For the second time in 2 weeks, Gary Mohr, the Kasich-appointed Director of the Department of Rehabilitation and Correction (DRC), has been accused of playing politics by firing Democrats working within his department.
On June 22nd, Mohr fired the only two Democrats on the Parole board. The only reason given was the desire to take the board in a “new direction”, obviously one that involved fewer Democrats on the board.
And last night, after arriving as usual for his late-night shift at the Belmont Correctional Institution, Correction Officer Charlie Daniels was notified that Mohr had signed a letter authorizing his removal.

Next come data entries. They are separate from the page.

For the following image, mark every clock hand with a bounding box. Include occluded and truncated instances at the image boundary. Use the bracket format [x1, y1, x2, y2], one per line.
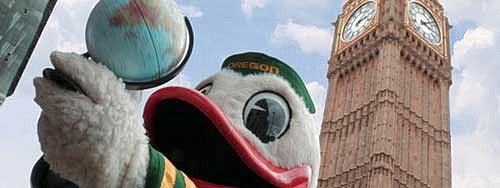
[356, 16, 368, 27]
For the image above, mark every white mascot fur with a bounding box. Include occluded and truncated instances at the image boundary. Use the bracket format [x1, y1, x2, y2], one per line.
[34, 52, 320, 188]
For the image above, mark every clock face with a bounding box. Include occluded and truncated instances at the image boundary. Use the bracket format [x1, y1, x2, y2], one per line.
[342, 1, 377, 41]
[408, 2, 441, 44]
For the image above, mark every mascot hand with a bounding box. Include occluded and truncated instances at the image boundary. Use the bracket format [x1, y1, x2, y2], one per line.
[34, 52, 149, 188]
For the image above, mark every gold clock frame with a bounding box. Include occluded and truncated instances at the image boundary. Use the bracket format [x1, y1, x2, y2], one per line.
[404, 0, 447, 57]
[335, 0, 381, 54]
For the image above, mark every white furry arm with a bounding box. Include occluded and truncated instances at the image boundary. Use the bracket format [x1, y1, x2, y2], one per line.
[34, 52, 149, 188]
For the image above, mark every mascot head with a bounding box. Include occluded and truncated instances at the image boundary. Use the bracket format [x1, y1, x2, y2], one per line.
[144, 52, 320, 187]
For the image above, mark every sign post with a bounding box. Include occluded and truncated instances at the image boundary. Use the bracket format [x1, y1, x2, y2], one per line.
[0, 0, 57, 105]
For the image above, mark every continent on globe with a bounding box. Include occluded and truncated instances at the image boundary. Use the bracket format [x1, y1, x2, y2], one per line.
[110, 0, 168, 30]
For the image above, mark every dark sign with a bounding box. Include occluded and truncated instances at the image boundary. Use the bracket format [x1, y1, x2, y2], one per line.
[0, 0, 57, 104]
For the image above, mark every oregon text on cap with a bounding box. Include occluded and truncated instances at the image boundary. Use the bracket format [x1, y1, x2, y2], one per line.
[228, 62, 280, 74]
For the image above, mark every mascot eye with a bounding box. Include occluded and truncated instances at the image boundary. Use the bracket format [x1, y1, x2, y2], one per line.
[243, 92, 291, 143]
[199, 83, 212, 95]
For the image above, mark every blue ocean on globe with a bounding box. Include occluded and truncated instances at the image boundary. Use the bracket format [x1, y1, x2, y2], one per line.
[86, 0, 188, 83]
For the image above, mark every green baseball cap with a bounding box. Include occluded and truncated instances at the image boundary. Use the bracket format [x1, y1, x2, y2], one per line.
[222, 52, 316, 114]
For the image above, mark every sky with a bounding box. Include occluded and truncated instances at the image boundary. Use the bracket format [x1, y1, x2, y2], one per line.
[0, 0, 500, 188]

Daniels, a six year veteran of the United States Navy, had been a dedicated employee of the state for 18 years. But earlier this year Daniels did something that got him flagged by the Kasich administration, and by Kasich appointees at the DRC, and ultimately led to his firing 2 days before the 4th of July.

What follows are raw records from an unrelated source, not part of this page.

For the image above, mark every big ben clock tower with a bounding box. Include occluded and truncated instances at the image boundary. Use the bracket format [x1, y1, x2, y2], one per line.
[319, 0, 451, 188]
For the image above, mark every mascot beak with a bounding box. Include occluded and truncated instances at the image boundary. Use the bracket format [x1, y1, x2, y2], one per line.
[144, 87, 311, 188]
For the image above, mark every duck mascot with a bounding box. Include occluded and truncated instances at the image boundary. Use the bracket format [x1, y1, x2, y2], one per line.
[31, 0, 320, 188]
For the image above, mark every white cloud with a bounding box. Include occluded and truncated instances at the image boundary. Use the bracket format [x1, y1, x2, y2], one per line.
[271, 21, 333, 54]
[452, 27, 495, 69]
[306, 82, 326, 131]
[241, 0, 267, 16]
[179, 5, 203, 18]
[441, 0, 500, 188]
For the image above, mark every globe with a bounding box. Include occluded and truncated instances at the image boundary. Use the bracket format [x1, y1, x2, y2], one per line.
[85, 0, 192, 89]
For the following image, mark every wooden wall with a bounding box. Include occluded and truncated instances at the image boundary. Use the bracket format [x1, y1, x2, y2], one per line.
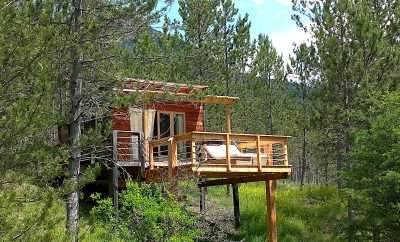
[149, 102, 204, 132]
[112, 102, 204, 132]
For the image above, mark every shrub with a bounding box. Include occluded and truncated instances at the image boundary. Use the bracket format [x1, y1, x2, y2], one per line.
[91, 182, 199, 241]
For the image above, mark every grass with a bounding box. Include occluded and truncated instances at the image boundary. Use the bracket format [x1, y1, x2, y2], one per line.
[208, 183, 344, 242]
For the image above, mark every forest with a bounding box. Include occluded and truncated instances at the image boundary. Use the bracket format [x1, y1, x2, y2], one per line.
[0, 0, 400, 242]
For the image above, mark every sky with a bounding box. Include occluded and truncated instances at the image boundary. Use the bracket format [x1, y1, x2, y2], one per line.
[159, 0, 307, 61]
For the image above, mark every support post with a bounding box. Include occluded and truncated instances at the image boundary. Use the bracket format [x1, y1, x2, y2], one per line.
[283, 140, 289, 166]
[265, 180, 278, 242]
[256, 135, 262, 172]
[232, 183, 240, 229]
[200, 178, 206, 213]
[138, 134, 146, 180]
[225, 106, 232, 133]
[112, 130, 119, 211]
[225, 134, 232, 172]
[168, 137, 177, 181]
[190, 139, 197, 167]
[112, 164, 119, 211]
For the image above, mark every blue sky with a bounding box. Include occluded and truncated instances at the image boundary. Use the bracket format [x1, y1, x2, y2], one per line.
[158, 0, 307, 60]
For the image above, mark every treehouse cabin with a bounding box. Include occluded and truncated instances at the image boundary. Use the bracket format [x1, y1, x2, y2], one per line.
[113, 79, 291, 182]
[112, 79, 291, 241]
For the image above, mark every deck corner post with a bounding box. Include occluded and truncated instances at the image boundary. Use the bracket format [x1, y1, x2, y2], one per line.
[112, 164, 119, 211]
[265, 180, 278, 242]
[232, 183, 240, 229]
[199, 178, 206, 213]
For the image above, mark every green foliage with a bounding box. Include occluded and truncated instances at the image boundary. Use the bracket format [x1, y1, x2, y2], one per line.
[91, 182, 199, 241]
[345, 92, 400, 241]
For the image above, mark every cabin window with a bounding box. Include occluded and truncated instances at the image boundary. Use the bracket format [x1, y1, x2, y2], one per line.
[153, 111, 185, 161]
[153, 111, 185, 139]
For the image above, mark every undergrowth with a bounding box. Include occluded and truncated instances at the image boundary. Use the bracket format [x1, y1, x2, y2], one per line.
[208, 183, 344, 242]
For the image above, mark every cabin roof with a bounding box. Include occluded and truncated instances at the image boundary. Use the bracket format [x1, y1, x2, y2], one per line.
[122, 78, 239, 106]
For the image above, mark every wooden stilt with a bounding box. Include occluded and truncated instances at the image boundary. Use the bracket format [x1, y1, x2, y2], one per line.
[232, 184, 240, 229]
[112, 165, 119, 210]
[265, 180, 278, 242]
[200, 179, 206, 213]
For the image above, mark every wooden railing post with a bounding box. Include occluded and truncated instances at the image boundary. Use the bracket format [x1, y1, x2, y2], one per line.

In January, Daniels declared his candidacy for state wide office (as a Democrat), something Ohio’s “little Hatch act” is intended to prevent classified government employees from doing. And in March, Daniels defeated two other Democrats to become the candidate for Ohio’s new 95th House District, where he is challenging Republican State Rep (and heir to the Bird Watcher’s Digest fortune) Andy Thompson.
Yesterday the Ohio Civil Service Employees Association (OCSEA) released a statement that called Daniels removal “fundamentally unfair” claiming it “goes against all the democratic freedoms that our founding fathers fought for and that our military men and women continue to fight for today”. Christopher Mabe, OCSEA President, defended Mr. Daniels, saying he “has played by the rules, served his country and is now being shut out of the democratic process. Now he’s a second-class citizen. It’s just plain wrong.”
I spoke with Mr. Daniels at length yesterday and he confirmed the story of the firing. Daniels also said that he’d spoken directly with representatives from Governor Kasich’s office and Secretary of State Husted’s office back in April, and the conversations couldn’t have been more different.
According to Daniels, the advice provided by the SOS’s office indicated that he would likely need to resign from his position with the DRC if he won his race in November, but he could continue his bid for office. While Kasich’s attorneys, according to Daniels, appeared to be searching for legal ways to remove the long-time correction officer from his job.
The administration may have been within their rights to fire the only Democrats on the Parole Board and a Correction Officer running for office as a Democrat, but exerting those rights in this way only helps lend credence to Kasich’s much-deserved reputation for turning every situation into an opportunity to play politics.
With Kasich’s poll numbers again trending downward (40% approval and 44% disapproval last week), the Kasich administration has been actively working to distance themselves from the anti-union specter of SB5, trying to shift to a message of bipartisanship.
So far they haven’t changed a lot of minds, and the reason should be obvious.
Messaging is one thing. Actions are another. And firing a long-time state employee and veteran two days before our nation’s Independence Day, solely for running for office as a Democrat, completely undermines claims that Kasich’s administration is actively pursuing an agenda of bipartisanship. Clearly Team Kasich is having a problem living up to their own hype.